太地町が民間に売却の国民宿舎「白鯨」再スタート

 ハリハリ鍋や刺し身、竜田揚げ-。クジラ料理を存分に楽しめる太地町の町営国民宿舎「白鯨」が、那智勝浦町のビル総合メンテナンス会社「山永サービス」に売却され、4月1日から「いさなの宿『白鯨』」として新しくスタートすることになった。民間のアイデアを生かしながら、クジラの町のPRへ期待がかかる。

 「白鯨」は昭和42年5月にオープンし、鉄筋コンクリート5階建てで延べ約2300平方メートル、客室が27部屋あり最大126人が宿泊できる。2年後には町立くじらの博物館が開館し、捕鯨だけでなく観光の町としての拠点になった。

 支配人は、町産業建設課長が兼務。久保亨一課長は「クジラ料理を存分に楽しめるだけでなく、客室から海が一望できリピーターも多い」と話す。昭和57年の国際捕鯨委員会(IWC)で商業捕鯨の停止が採択されて以降は、南氷洋や地元などで水揚げされたクジラ料理が食べられるとあって、ファンに人気があった。

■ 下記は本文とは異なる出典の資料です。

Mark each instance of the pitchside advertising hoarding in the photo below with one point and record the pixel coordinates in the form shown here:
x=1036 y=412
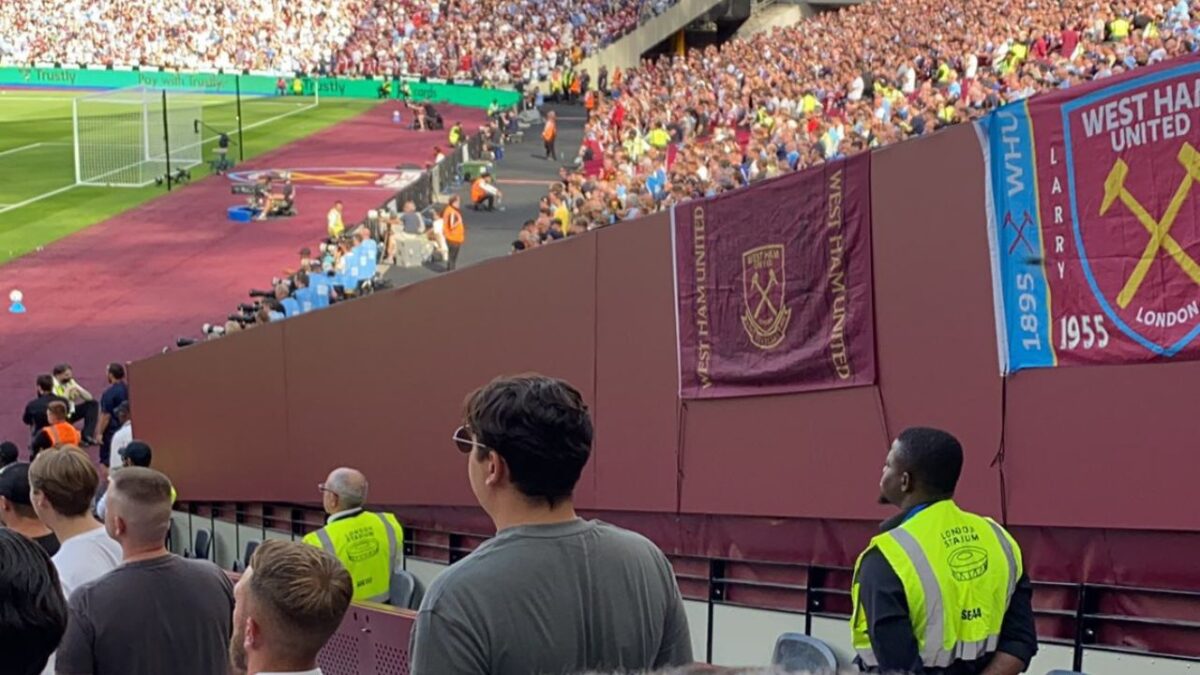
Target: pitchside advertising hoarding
x=1095 y=221
x=251 y=84
x=774 y=285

 平成8年度には最高の約1万5700人の宿泊客が訪れ、11年度には約1万2600人が宿泊したものの、食事で利用する客が思うように伸びなかったことなどから赤字に転落。同町の観光客数も、同8年の45万人から11年には36万人に減少。町は20年度から24年度まで助成金として約8500万円を拠出したが、宿泊客数は7千~8千人程度に落ち込んだままだった。

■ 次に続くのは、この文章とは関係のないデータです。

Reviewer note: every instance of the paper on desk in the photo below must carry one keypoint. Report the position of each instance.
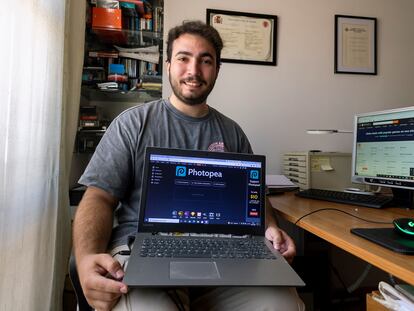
(278, 181)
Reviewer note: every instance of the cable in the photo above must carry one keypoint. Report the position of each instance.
(338, 210)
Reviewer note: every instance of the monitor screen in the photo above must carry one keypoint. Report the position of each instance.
(383, 148)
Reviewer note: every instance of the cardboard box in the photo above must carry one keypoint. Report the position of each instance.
(106, 18)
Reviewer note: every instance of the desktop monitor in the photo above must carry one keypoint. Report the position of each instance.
(383, 151)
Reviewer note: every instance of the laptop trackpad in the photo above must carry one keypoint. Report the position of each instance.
(188, 270)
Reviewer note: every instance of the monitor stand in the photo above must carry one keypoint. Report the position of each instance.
(402, 198)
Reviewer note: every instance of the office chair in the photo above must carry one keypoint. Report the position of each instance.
(74, 278)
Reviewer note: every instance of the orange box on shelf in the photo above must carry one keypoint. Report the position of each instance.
(106, 18)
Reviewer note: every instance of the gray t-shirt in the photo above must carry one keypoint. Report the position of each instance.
(117, 164)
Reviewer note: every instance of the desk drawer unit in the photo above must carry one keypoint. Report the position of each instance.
(296, 168)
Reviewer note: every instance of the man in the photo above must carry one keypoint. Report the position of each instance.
(113, 177)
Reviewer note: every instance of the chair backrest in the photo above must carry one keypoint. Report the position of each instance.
(74, 278)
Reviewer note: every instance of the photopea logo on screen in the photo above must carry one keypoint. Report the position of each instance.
(254, 174)
(181, 171)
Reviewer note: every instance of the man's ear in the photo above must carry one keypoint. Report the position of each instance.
(218, 70)
(168, 64)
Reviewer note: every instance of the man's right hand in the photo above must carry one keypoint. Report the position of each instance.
(100, 276)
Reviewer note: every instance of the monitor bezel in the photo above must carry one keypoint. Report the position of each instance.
(374, 180)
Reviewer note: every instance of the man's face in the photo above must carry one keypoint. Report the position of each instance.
(192, 70)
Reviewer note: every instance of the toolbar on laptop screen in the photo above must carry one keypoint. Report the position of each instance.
(194, 190)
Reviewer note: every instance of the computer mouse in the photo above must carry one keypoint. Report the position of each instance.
(404, 226)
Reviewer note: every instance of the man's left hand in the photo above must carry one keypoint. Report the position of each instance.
(281, 242)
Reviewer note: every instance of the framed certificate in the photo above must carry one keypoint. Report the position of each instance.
(355, 45)
(248, 38)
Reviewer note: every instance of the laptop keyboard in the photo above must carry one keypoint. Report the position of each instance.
(205, 248)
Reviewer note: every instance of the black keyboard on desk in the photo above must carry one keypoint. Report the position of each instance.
(346, 197)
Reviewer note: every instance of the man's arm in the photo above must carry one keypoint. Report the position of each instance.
(281, 240)
(92, 229)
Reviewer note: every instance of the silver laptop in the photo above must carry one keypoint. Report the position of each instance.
(202, 223)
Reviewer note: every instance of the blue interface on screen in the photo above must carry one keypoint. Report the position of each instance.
(203, 191)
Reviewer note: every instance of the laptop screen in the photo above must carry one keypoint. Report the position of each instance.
(197, 189)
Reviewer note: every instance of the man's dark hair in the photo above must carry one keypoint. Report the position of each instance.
(196, 28)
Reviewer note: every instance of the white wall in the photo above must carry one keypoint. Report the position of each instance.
(275, 105)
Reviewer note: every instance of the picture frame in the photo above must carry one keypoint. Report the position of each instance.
(248, 38)
(355, 45)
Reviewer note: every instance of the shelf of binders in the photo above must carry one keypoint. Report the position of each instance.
(126, 37)
(138, 95)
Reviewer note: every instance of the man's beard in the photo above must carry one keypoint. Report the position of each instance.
(191, 101)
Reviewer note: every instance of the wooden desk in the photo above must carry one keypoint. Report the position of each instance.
(334, 227)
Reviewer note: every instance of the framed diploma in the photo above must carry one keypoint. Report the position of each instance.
(248, 38)
(355, 45)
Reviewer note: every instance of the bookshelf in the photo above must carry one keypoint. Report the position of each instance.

 町は昨年9月、10年間は現在と同様の形態で営業することなどを条件に、売却先を公募。同社が約1350万円で買い取った。施設の名称は「白鯨」を残しながら、古くからクジラを意味する言葉の「いさな」を加えた。3月は一時休業して内装などの改修を進め、4月1日から運営することになった。

 久保課長は「ファンの多い愛される施設だったので、民間のアイデアを入れてもらいながら、さらに愛される施設にしていただければ」と話した。

 4月から支配人となる同社白鯨準備室の瓜田章さん(42)は「人気のクジラ料理を広く食べに来ていただくとともに、喫茶コーナーや温泉など地域の人にいっそう親しまれる施設にしていきたい」と意気込みを語った。